Time to check out my face, but wouldn’t you know it, the rover doesn’t actually have rearview mirrors. The atmosphere on Mars is so thin that sunlight is a bitch off reflective surfaces, so we prefer rearview cameras. So I used my GoPro to get some mug shots and uploaded the feed to a laptop. NASA’s probably gonna be pissed that I didn’t get video documentation of my entire exam, but NASA’s a perv and should get its porn from the Internet like the rest of the good citizens of America.

Anyways, results of my facial exam: Nasty gums, spongy and bloody, check. Pinprick bleeding on my scalp, nice. Lip I busted on that laptop four sols ago still open, wonderful. I knew all that already just from feeling it, but seeing it was harder to ignore. What really caught my eyes, though, were my eyes. The whites of my eyes could more aptly be called the yellows, and I’ve got a few broken blood vessels, too. And if I’m not mistaken, the insides of my eyelids are a bit paler than normal. But maybe that’s just because these tacky EVA suits get in the way of my Martian sunbathing.

So. It was tricky figuring out which symptoms were symptoms and which were just me complaining, so I decided to work backwards. It’s deduction, my dear Watson! There aren’t any bacteria on Mars to infect me except the ones I brought with me, and we’re all buds, they wouldn’t betray me like that. The whole crew got a clean bill of health before voluntarily riding explosions and radiation into space, so no viruses. Could be some genetic disease I was always gonna get, but that’s no fun so we can discard that.

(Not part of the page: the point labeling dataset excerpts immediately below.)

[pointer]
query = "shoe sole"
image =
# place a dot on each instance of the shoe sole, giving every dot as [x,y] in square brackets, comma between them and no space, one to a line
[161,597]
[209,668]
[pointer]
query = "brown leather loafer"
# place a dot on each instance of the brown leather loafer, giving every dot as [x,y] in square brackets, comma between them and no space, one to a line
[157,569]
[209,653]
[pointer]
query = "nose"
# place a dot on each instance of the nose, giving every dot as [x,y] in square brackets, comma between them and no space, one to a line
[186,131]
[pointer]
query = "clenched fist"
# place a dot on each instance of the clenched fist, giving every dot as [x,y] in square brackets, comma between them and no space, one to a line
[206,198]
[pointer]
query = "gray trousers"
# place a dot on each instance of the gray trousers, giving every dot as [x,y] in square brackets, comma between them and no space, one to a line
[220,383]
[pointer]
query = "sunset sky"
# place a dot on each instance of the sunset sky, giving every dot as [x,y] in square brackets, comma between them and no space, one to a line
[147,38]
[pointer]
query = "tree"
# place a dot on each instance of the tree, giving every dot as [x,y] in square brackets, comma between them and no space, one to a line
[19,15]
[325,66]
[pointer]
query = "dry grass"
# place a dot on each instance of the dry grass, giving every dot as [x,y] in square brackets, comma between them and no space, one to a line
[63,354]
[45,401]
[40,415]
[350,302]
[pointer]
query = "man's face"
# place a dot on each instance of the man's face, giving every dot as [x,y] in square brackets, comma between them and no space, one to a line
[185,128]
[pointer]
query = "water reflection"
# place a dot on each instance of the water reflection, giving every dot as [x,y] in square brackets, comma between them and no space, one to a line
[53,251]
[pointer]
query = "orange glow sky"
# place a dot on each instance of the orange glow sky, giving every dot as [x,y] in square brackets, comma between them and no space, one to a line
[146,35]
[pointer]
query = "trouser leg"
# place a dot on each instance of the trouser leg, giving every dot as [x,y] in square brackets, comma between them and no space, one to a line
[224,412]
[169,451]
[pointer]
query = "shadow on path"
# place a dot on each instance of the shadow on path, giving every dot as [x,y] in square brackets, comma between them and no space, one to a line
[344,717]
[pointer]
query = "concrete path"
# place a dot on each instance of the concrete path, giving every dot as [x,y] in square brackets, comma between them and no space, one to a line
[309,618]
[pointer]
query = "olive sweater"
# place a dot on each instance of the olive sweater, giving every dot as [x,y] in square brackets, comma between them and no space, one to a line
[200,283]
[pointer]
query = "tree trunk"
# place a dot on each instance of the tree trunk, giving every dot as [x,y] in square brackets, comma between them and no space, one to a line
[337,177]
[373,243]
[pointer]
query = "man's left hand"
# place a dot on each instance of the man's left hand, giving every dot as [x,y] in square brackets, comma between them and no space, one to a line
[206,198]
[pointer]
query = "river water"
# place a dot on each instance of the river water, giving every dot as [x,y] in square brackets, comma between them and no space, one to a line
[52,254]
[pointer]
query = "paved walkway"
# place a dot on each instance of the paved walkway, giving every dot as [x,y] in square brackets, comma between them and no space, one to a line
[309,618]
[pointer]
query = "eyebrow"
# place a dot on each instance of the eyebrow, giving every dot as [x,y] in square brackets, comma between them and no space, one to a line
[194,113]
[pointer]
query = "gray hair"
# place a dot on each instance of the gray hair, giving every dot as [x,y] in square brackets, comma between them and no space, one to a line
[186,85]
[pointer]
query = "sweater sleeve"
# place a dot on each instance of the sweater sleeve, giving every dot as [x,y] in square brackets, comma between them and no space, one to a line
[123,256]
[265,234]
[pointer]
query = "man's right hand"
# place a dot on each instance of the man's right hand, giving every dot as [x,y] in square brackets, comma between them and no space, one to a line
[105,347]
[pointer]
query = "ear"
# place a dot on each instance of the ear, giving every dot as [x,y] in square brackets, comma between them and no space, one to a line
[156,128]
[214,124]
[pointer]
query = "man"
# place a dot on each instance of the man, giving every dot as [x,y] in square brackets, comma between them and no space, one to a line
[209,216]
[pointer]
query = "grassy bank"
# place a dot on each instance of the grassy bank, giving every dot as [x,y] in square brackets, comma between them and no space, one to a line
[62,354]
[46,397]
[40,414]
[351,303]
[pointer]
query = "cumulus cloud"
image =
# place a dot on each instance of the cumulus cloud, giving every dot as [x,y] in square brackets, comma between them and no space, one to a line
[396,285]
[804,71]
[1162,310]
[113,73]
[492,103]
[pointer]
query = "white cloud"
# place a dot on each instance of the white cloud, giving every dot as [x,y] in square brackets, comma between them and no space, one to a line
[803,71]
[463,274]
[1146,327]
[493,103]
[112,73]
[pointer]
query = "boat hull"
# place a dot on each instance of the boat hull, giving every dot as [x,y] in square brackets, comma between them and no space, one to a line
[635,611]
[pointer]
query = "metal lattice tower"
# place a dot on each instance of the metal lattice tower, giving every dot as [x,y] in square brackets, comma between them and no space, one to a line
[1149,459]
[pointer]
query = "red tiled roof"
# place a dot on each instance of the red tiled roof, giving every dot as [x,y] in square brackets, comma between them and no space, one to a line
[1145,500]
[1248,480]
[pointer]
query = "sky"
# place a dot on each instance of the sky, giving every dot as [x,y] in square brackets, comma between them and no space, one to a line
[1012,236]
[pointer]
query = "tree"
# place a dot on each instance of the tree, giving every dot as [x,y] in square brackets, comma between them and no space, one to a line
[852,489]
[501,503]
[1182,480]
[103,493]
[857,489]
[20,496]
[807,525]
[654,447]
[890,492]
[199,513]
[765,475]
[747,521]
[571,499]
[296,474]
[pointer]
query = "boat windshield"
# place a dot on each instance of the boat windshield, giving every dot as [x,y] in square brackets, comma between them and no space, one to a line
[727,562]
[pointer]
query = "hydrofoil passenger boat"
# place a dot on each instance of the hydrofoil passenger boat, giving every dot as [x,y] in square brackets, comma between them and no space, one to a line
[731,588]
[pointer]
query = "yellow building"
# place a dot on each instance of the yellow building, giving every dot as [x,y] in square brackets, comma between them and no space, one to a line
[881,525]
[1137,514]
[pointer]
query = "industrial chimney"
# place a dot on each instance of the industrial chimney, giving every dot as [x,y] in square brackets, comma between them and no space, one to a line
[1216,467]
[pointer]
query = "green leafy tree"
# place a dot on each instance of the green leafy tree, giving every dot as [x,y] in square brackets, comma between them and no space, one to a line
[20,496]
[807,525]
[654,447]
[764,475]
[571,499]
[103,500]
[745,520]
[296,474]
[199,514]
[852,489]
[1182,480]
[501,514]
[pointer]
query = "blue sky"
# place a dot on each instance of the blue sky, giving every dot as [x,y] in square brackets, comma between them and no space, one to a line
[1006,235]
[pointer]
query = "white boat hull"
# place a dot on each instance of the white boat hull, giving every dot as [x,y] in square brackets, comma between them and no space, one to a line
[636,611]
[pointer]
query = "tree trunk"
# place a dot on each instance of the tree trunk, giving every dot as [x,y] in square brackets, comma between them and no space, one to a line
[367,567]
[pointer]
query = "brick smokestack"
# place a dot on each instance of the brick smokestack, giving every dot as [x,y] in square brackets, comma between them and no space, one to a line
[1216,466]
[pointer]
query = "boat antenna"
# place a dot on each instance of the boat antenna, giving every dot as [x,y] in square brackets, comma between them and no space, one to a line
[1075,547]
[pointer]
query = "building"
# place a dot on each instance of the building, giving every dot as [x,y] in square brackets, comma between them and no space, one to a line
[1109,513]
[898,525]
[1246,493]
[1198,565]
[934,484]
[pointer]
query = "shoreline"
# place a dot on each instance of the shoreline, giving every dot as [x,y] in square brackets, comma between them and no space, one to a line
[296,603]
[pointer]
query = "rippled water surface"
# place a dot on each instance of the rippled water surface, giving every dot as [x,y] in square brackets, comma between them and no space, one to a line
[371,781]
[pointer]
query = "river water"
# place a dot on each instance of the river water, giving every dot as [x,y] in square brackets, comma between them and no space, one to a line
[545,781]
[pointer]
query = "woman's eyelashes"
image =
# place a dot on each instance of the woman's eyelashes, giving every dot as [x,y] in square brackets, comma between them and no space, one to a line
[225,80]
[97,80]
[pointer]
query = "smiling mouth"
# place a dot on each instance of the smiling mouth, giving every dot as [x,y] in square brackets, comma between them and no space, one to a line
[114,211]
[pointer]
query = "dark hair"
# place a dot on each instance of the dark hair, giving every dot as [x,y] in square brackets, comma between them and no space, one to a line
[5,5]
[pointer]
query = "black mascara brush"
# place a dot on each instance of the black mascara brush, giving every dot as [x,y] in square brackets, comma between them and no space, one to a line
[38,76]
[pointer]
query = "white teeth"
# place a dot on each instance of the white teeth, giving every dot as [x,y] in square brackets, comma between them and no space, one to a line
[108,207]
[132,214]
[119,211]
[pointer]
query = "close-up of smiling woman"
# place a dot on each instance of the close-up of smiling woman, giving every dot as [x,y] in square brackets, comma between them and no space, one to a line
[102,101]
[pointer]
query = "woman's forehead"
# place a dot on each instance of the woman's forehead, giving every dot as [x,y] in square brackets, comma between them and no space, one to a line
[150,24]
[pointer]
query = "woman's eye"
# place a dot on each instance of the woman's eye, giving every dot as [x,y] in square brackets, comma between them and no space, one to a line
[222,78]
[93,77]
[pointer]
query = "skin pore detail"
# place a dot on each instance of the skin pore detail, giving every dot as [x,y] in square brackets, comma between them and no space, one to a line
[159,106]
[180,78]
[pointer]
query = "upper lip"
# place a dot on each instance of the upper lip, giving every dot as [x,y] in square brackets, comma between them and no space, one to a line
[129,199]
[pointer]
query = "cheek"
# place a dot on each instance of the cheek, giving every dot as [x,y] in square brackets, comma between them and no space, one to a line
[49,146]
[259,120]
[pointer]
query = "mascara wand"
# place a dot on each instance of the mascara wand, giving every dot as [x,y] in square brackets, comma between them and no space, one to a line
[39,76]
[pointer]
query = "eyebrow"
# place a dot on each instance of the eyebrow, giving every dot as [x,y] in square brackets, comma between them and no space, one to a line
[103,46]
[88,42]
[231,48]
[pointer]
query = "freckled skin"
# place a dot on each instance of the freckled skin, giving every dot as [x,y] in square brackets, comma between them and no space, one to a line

It was really no puzzle—the most likely, and only, cause of my ailments is my diet. The potatoes are fine—they try to choke me with their horribleness with every bite I take, but they’re fine. And they’re only for calories, anyway. The most important part of my diet is all the little vitamins I’ve been horking.

And here is where I’m once again rolling on the floor laughing. I ran a quick inventory of my supply, and guess what’s missing?

Vitamin C.

My old friend vitamin C, which I stopped getting from dried fruit and fruit juice when I ran out of rations on Sol 366, and stopped getting from fucking vitamin C pills on Sol 449. When I left them. In the Hab. For no damn reason other than stupidity.

My mom is gonna kill me if I die on Mars because I didn’t pack well!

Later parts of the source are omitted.